Prediction by intravascular ultrasound with monocyte to high density lipoprotein-cholesterol ratio of prognosis in patients with intermediate non-left main coronary lesions underwent percutaneous coronary intervention
10.3969/j.issn.1004-8812.2019.01.010
- VernacularTitle:血管内超声联合单核细胞/高密度脂蛋白胆固醇比值对非左主干临界病变患者行经皮冠状动脉介入治疗预后的评估
- Author:
Qi LI
1
;
Liang-Hong YING
;
Jiang-Jin LI
;
Qing ZHANG
;
Xiaoyi TIAN
;
Shu-Ren MA
;
Xi-Wen ZHANG
;
Zhen LI
Author Information
1. 南京医科大学第一附属医院心内科
- Keywords:
Intermediate coronary lesion;
Intravascular ultrasound;
Monocyte to high density lipoprotein-cholesterol ratio;
Percutaneous coronary intervention
- From:
Chinese Journal of Interventional Cardiology
2019;27(1):45-51
- CountryChina
- Language:Chinese
-
Abstract:
Objective To investigate the prediction by intravascular ultrasound (IVUS) with monocyte to high density lipoprotein-cholesterol (HDL-C) ratio (MHR) of 12-month prognosis in patients with intermediate non-left main coronary lesions after percutaneous coronary intervention (PCI). Methods Patients with intermediate non-left main coronary lesions diagnosed by coronary angiography were tested of monocyte counts and HDL-C levels at admission with MHRs calculated. IVUS was used to examine plaque stability in target lesions. Patients were dviided into stable plaque group (n=44) and unstable plaque group (n=140) according to the IVUS results.

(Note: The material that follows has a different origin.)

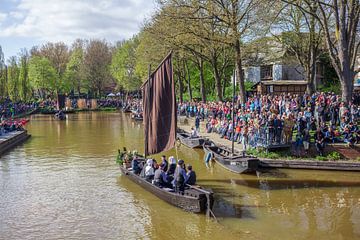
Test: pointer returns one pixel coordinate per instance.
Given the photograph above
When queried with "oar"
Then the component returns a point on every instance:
(207, 193)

PCI was then operated in patients with unstable plaque or with minimum lumen area<4 mm2. The major adverse cardiovascular events (MACE) were recorded during the follow-up period of 12 months after PCI. Results MHR was significantly higher in unstable plaque group than that in stable plaque group[(22.6±8.4) vs.(14.1±7.2),P<0.001]. Receiver-operating characteristic (ROC) analysis revealed that an MHR cut-off of 16.05 had 74.2% sensitivity and 77.0% specificity for prediction of 12-month MACE after PCI (AUC 0.78, 95% CI 0.71–0.85, P<0.001). Besides, unstable plaque with MHR over 16.05 was an independent risk factor for 12-month MACE after PCI (adjusted HR 3.26, 95% CI 2.48–4.14, P=0.020). Conclusions IVUS combined with MHR is a valuable index predicting the prognosiso f patients with intermediate non-left main coronary lesions who underwent PCI.